Aller au contenu

Page:Revue des Deux Mondes - 1906 - tome 34.djvu/553

La bibliothèque libre.
Le texte de cette page a été corrigé et est conforme au fac-similé.

Il n’y a pas dans le cœur un bon sentiment qui ne perde à être séparé de la religion : et s’il fallait choisir d’un peuple athée ou d’un peuple superstitieux, il n’y aurait pas à hésiter pour ce dernier. Se faire incrédule, parce que des fous ou des méchans ont abusé de la religion, c’est se faire eunuque parce que des libertins ont pris la vérole.

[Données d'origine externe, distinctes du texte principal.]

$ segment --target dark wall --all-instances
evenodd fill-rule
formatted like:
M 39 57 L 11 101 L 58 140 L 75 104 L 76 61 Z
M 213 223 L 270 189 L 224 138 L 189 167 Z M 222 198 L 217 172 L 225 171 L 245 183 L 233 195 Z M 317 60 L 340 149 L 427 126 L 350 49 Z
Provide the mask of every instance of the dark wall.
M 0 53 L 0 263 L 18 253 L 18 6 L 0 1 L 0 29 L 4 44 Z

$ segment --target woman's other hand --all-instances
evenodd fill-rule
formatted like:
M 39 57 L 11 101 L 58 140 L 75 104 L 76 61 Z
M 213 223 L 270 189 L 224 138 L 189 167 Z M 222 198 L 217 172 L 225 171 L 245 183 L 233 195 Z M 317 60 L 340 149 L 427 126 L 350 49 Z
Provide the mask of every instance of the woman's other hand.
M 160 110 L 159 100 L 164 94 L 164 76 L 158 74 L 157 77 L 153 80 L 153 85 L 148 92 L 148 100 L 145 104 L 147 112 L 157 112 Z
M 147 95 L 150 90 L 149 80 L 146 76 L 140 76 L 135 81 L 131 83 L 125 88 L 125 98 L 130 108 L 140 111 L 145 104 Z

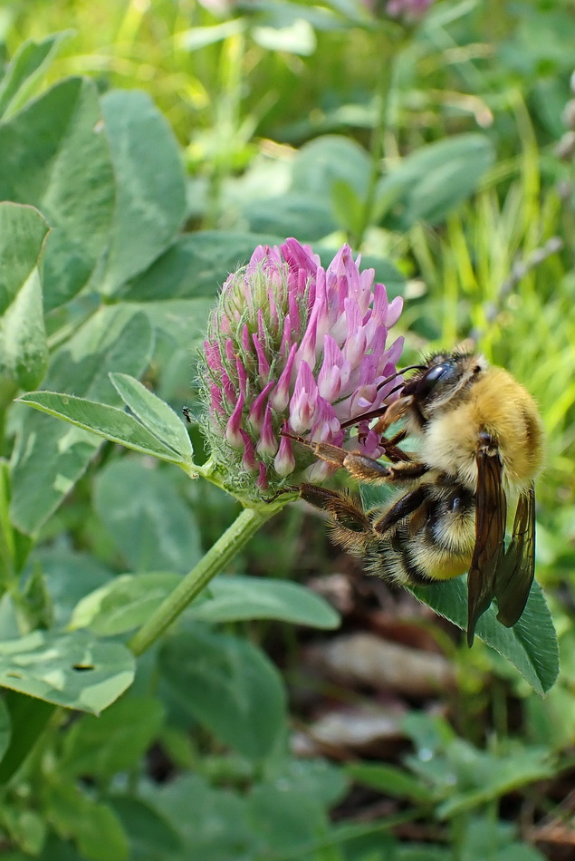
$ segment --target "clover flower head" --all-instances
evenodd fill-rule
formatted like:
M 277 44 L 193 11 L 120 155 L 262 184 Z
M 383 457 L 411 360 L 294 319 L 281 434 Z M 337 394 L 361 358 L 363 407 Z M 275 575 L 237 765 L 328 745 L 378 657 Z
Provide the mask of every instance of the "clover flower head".
M 342 424 L 394 397 L 403 339 L 387 345 L 402 300 L 344 245 L 327 268 L 308 246 L 259 246 L 231 275 L 212 312 L 200 362 L 202 422 L 234 492 L 261 498 L 332 471 L 282 434 L 341 446 Z M 382 384 L 383 383 L 383 384 Z M 380 454 L 367 421 L 353 448 Z

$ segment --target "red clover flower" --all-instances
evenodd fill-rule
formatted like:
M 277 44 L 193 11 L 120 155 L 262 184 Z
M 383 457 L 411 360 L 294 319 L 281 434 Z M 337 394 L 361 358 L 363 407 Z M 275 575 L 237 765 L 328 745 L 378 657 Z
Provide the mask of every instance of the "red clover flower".
M 200 382 L 202 427 L 230 490 L 253 499 L 331 471 L 283 436 L 344 443 L 342 423 L 394 397 L 403 338 L 387 346 L 402 299 L 344 245 L 324 269 L 308 246 L 259 246 L 231 275 L 209 317 Z M 368 422 L 353 448 L 377 457 Z

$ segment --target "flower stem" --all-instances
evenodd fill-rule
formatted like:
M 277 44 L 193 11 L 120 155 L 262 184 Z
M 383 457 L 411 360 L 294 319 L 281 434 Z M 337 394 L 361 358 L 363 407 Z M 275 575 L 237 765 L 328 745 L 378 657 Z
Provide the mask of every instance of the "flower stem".
M 162 635 L 212 577 L 227 565 L 260 527 L 283 508 L 283 504 L 273 504 L 265 508 L 244 508 L 196 567 L 186 575 L 182 582 L 134 634 L 128 643 L 134 654 L 141 654 Z

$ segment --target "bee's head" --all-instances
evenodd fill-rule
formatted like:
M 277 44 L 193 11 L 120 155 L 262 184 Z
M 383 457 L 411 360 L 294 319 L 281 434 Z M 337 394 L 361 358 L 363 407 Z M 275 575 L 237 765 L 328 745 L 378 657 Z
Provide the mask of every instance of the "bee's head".
M 438 353 L 427 359 L 422 369 L 403 387 L 402 395 L 411 395 L 422 418 L 429 419 L 446 404 L 464 396 L 481 379 L 486 360 L 469 353 Z

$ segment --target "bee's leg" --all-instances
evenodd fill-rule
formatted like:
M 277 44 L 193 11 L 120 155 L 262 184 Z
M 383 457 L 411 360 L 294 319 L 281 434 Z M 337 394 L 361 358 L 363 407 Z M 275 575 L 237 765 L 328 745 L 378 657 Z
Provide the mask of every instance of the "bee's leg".
M 420 479 L 429 469 L 425 463 L 417 460 L 407 460 L 396 463 L 394 466 L 387 466 L 364 454 L 352 452 L 344 452 L 344 454 L 345 457 L 341 462 L 343 469 L 347 469 L 350 475 L 358 481 L 369 481 L 372 484 L 380 484 L 384 481 L 388 484 L 395 484 Z
M 392 463 L 397 463 L 398 460 L 413 460 L 413 455 L 408 451 L 404 451 L 403 449 L 400 449 L 398 445 L 398 443 L 402 442 L 407 436 L 407 430 L 404 428 L 403 430 L 399 430 L 395 436 L 391 437 L 390 440 L 386 439 L 384 436 L 379 440 L 379 447 L 383 449 L 383 453 L 386 458 L 391 460 Z
M 378 535 L 384 536 L 400 520 L 413 514 L 426 501 L 426 491 L 424 488 L 417 488 L 410 493 L 406 493 L 404 497 L 392 505 L 390 508 L 372 523 L 372 528 Z
M 300 487 L 302 498 L 321 511 L 327 511 L 332 520 L 342 530 L 369 534 L 371 523 L 365 511 L 348 494 L 327 490 L 315 484 L 302 484 Z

Je voudrais vous parler aussi du pays que j’habite, mais cela n’est pas facile. Il y a quelque chose de très vrai dans ce que vous dites des tristes effets de la bonhomie, et même de la loyauté allemandes. La boue en France n’a été composée que de poussière et de pluie. En conséquence on s’en dépêtre, et, au premier rayon de soleil, la boue redevient poussière. Mais, en Allemagne, l’orage est tombé sur une terre forte et grasse, et on y enfonce jusqu’à mi-jambe. On pardonne à certaines gens beaucoup de choses, parce que leurs paroles sont le contraire de leur conduite, et qu’on entend plus ce qu’ils disent, qu’on ne voit ce qu’ils font. Mais quand les phrases et les actions sont d’accord, c’est beau comme conséquence, mais c’est ennuyeux d’une part et révoltant de l’autre, et la justesse de la logique est un faible dédommagement.

Quand nous reverrons-nous, cher Prosper ? Où nous reverrons-nous ? où causerons-nous à cœur ouvert ? Sera-ce au coin de votre feu, au fond de votre noble Vendée, dans le chef-lieu de la préfecture ? Sera-ce dans ce bizarre Paris, où tout se dit, où rien de ce qui se dit n’influe même sur ceux qui le disent, où les opinions sont d’un côté, les intérêts de l’autre, et où ces deux choses vivent paisiblement, d’une paix qui se fonde sur leur mépris réciproque, dans ce Paris où tout se pardonne, parce qu’on ne croit à rien, où tout s’adoucit, parce qu’on n’estime rien, où il y a de l’humeur, parce qu’il y a de la vanité, et pas de vengeance, puisqu’il n’y a pas de mémoire, et qu’en effet il n’y a rien qui vaille qu’on se souvienne, et que chaque démonstration de la veille est démentie par le lendemain.

N’êtes-vous pas affligé et inquiet de l’accident de Juliette[1] ? J’ai peur qu’il n’ait des suites plus longues qu’elle ne le craint. Elle qui jugeait si bien la situation de notre amie se fait sur la sienne les mêmes illusions qu’elle trouvait si peu raisonnables dans une autre. Les malheureux sont comme les poitrinaires. Si

  1. Le séjour forcé de Châlons-sur-Marne.